I am in fact running my own instance of the Willow Inference Server (née air-infer-api) against a Tesla P4 8GB gifted to me by our mutual friend Richard. It works wonderfully, up to IIRC 3 chunks of audio. We really need to implement streaming so I can use it to close caption videos without subtitles.
For others in this thread, if you haven't tried Willow yet, check it out, as it is an amazing leap forward and can actually run on some pretty small GPUs. LLMs are hogging the AI spotlight but you will struggle to run them on consumer hardware. Image and audio processing models are generally much smaller and more approachable.
Semi-related question: this page is full of little charts and diagrams. There are thousands of similar projects/sites/experiment sites with their own charts and diagrams. But it seems like there are always subtle-to-large differences in them that indicate they're made with totally different libraries.

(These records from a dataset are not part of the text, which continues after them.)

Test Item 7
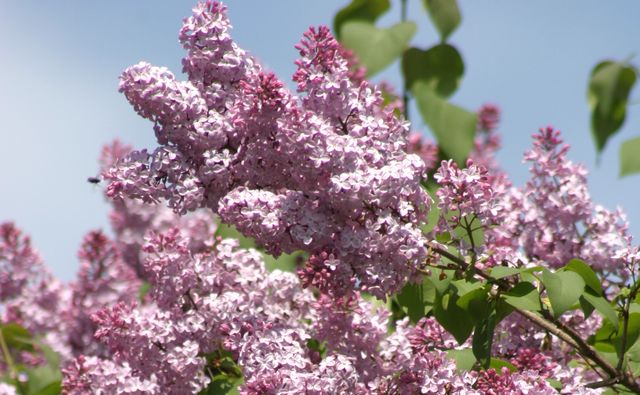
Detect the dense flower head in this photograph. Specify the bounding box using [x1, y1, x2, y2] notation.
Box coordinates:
[103, 3, 430, 297]
[5, 1, 640, 395]
[434, 159, 502, 230]
[0, 222, 43, 302]
[495, 127, 633, 278]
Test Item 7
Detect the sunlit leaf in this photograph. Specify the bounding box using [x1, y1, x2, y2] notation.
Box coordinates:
[333, 0, 390, 38]
[424, 0, 462, 41]
[502, 282, 541, 311]
[542, 270, 585, 317]
[340, 21, 417, 77]
[412, 81, 476, 165]
[620, 137, 640, 177]
[588, 60, 636, 153]
[402, 44, 464, 98]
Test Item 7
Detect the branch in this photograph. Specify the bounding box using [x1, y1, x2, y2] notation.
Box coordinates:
[430, 247, 640, 394]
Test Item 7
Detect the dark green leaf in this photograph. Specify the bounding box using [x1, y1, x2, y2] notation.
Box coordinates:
[502, 282, 541, 311]
[26, 365, 62, 394]
[433, 290, 473, 344]
[424, 0, 461, 41]
[428, 269, 455, 294]
[588, 60, 636, 153]
[578, 296, 595, 319]
[447, 348, 476, 372]
[620, 137, 640, 177]
[412, 81, 476, 165]
[402, 44, 464, 98]
[333, 0, 390, 38]
[396, 279, 436, 323]
[564, 258, 602, 295]
[582, 292, 618, 325]
[547, 378, 562, 391]
[489, 358, 518, 372]
[471, 314, 496, 369]
[490, 266, 542, 280]
[613, 313, 640, 355]
[0, 322, 34, 351]
[340, 21, 417, 77]
[456, 287, 491, 324]
[29, 380, 62, 395]
[198, 374, 242, 395]
[542, 270, 584, 317]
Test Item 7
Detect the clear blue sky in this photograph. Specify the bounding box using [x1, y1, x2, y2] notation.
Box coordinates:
[0, 0, 640, 279]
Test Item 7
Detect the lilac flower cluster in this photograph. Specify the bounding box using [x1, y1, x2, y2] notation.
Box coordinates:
[104, 3, 430, 297]
[494, 127, 637, 278]
[0, 2, 640, 395]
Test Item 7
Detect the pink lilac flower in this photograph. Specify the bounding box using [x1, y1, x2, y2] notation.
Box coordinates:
[103, 3, 429, 297]
[407, 132, 438, 172]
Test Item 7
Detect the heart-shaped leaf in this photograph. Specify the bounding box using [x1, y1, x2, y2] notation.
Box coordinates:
[588, 60, 636, 153]
[340, 21, 416, 77]
[412, 81, 476, 165]
[402, 44, 464, 97]
[333, 0, 391, 38]
[396, 278, 436, 323]
[433, 290, 473, 344]
[502, 282, 541, 311]
[424, 0, 462, 41]
[620, 137, 640, 177]
[542, 270, 585, 317]
[582, 292, 618, 325]
[564, 258, 602, 295]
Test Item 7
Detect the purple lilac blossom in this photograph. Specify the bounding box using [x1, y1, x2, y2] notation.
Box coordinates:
[103, 3, 430, 298]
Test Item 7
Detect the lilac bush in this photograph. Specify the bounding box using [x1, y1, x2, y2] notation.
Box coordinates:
[0, 2, 640, 394]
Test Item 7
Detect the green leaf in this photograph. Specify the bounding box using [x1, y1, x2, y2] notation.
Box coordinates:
[402, 44, 464, 98]
[489, 358, 518, 372]
[456, 287, 491, 324]
[542, 270, 585, 318]
[564, 258, 602, 295]
[502, 282, 541, 311]
[588, 60, 636, 153]
[620, 137, 640, 177]
[138, 281, 151, 303]
[490, 266, 542, 280]
[29, 380, 62, 395]
[26, 365, 62, 395]
[471, 314, 496, 369]
[578, 296, 595, 319]
[433, 290, 473, 344]
[447, 348, 476, 372]
[340, 21, 417, 77]
[582, 292, 618, 325]
[333, 0, 391, 38]
[412, 81, 476, 166]
[547, 378, 562, 391]
[0, 322, 34, 351]
[613, 313, 640, 355]
[396, 279, 436, 323]
[424, 0, 462, 41]
[198, 374, 242, 395]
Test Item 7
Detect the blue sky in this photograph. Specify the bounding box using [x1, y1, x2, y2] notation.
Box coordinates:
[0, 0, 640, 280]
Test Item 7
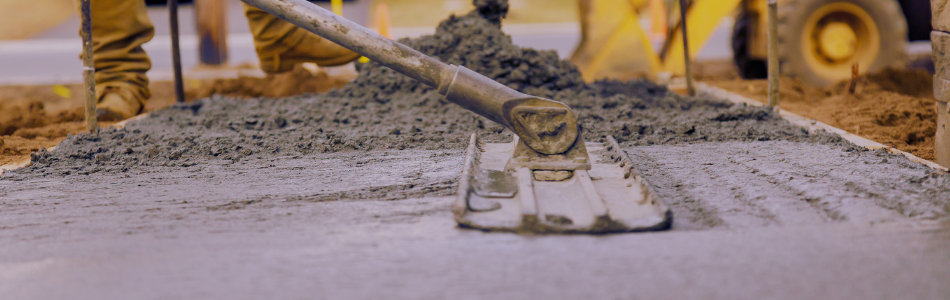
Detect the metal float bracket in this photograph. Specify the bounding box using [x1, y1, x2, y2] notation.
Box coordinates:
[453, 135, 672, 233]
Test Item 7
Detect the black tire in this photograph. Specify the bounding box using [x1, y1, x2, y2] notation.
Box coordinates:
[732, 10, 768, 79]
[778, 0, 907, 85]
[900, 0, 933, 41]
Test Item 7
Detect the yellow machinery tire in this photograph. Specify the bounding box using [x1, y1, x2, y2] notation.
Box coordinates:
[732, 10, 768, 79]
[776, 0, 907, 85]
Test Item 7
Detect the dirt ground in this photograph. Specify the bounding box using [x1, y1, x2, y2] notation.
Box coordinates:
[0, 67, 352, 166]
[698, 62, 936, 160]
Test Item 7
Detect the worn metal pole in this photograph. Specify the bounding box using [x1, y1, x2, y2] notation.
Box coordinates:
[680, 0, 696, 96]
[168, 0, 185, 103]
[79, 0, 99, 133]
[769, 0, 779, 110]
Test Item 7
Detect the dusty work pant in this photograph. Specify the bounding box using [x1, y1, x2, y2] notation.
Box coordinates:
[76, 0, 342, 105]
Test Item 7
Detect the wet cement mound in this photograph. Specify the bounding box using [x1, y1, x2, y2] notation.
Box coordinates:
[5, 1, 944, 210]
[193, 65, 347, 99]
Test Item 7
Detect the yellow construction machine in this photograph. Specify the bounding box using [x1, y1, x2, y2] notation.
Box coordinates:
[571, 0, 931, 85]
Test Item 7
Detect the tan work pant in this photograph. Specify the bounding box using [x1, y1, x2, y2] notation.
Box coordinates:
[76, 0, 319, 105]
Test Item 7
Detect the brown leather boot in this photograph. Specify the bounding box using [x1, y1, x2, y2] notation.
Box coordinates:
[96, 90, 144, 121]
[260, 33, 360, 73]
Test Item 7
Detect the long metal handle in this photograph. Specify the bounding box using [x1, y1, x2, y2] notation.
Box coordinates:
[241, 0, 448, 88]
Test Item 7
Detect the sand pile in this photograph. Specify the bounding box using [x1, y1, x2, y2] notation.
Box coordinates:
[713, 69, 936, 160]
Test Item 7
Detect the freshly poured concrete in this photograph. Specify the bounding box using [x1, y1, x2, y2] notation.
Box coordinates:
[0, 1, 950, 299]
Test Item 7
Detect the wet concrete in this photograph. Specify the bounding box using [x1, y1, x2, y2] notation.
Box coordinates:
[0, 1, 950, 299]
[0, 151, 950, 299]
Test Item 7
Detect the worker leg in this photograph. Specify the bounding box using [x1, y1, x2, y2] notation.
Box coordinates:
[244, 4, 360, 73]
[77, 0, 155, 119]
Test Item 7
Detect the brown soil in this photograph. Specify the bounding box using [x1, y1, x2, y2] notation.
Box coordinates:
[704, 69, 936, 160]
[0, 67, 352, 166]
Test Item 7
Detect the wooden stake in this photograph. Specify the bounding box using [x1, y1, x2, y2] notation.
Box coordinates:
[79, 0, 99, 133]
[168, 0, 185, 103]
[195, 0, 228, 66]
[680, 0, 696, 96]
[848, 63, 858, 94]
[768, 0, 779, 110]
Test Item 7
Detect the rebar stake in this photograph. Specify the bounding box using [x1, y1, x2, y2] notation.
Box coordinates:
[768, 0, 779, 110]
[680, 0, 696, 96]
[79, 0, 99, 133]
[168, 0, 185, 103]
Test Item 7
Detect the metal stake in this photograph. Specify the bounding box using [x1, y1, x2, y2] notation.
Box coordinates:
[168, 0, 185, 103]
[680, 0, 696, 96]
[79, 0, 99, 133]
[769, 0, 779, 110]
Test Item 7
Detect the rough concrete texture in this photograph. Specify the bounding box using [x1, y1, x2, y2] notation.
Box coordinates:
[0, 1, 950, 299]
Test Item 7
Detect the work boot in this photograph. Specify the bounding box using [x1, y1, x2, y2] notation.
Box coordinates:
[260, 35, 360, 73]
[96, 91, 143, 121]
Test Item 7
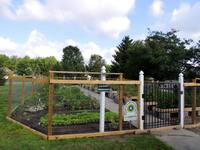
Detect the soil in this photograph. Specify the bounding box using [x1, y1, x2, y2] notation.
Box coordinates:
[11, 108, 136, 135]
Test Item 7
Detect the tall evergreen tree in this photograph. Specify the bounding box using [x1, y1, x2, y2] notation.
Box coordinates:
[62, 46, 85, 71]
[111, 36, 133, 73]
[87, 54, 105, 72]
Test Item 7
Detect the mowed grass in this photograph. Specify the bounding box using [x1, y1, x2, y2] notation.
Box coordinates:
[0, 86, 172, 150]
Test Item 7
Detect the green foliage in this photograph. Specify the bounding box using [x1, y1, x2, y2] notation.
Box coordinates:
[87, 54, 105, 72]
[62, 46, 85, 71]
[17, 56, 33, 75]
[0, 61, 6, 86]
[112, 30, 200, 80]
[55, 86, 99, 111]
[111, 36, 133, 73]
[40, 111, 118, 126]
[0, 85, 172, 150]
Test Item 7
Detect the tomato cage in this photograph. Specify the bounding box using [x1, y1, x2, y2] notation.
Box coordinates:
[7, 71, 141, 140]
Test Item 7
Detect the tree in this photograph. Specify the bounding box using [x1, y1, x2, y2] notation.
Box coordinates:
[87, 54, 106, 72]
[62, 46, 85, 71]
[111, 36, 133, 73]
[17, 56, 34, 75]
[113, 30, 195, 80]
[32, 56, 58, 75]
[0, 62, 6, 85]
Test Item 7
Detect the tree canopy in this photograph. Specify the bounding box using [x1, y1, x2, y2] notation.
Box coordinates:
[62, 46, 85, 71]
[87, 54, 106, 72]
[112, 30, 200, 80]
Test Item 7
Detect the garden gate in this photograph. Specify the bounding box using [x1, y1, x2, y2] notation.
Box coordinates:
[143, 82, 180, 129]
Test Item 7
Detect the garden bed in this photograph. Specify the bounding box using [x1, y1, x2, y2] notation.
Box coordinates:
[11, 106, 135, 135]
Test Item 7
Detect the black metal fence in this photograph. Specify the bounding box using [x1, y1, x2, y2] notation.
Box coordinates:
[144, 82, 180, 129]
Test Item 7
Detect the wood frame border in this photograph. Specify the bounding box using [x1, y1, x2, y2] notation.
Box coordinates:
[6, 116, 48, 140]
[184, 82, 200, 87]
[6, 116, 181, 140]
[50, 79, 140, 85]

Are there just thousands of homebrewn non-standard chart & diagram builders out there? How does one even begin to pick a standard to whip out quickies like these? Google SEO makes it virtually impossible to get to substance.
I often see charts produced using matplotlib or plotly - often you can tell based on the colour schemes used. For example, the bar chart at the bottom of this paper looks like it was made with plotly. I think the reason for such variance in the style of charts is largely due to the flexibility frameworks such as matplotlib provide: you can control basically every aspect of a chart and use any number of predefined or custom stylesheets to change the look and feel.
I'm spoiled by 4 bit and unfortunately it doesn't appear to be supposed here so this isn't of much use to me, but it's awesome to see people working on the inference speed side of things regardless.
Cool, I prefer the OpenAI-Compatible api. Although this is not very technically difficult, it is really intimate, because it make me feel free to use all ChatGPT applications.
> Large: Takes up to 1.7GB for a single sequence in LLaMA-13B.
> Dynamic: Its size depends on the sequence length, which is highly variable and unpredictable. As a result, efficiently managing the KV cache presents a significant challenge. We find that existing systems waste 60% – 80% of memory due to fragmentation and over-reservation.
This mentions improvements for throughput which is great, and it mentions memory savings. I'm a bit confused how 80% of the memory could be wasted by the KV cache when the vast majority of the memory is usually holding the model itself?
How much memory savings does this translate to effectively for say a 30B 4bit model?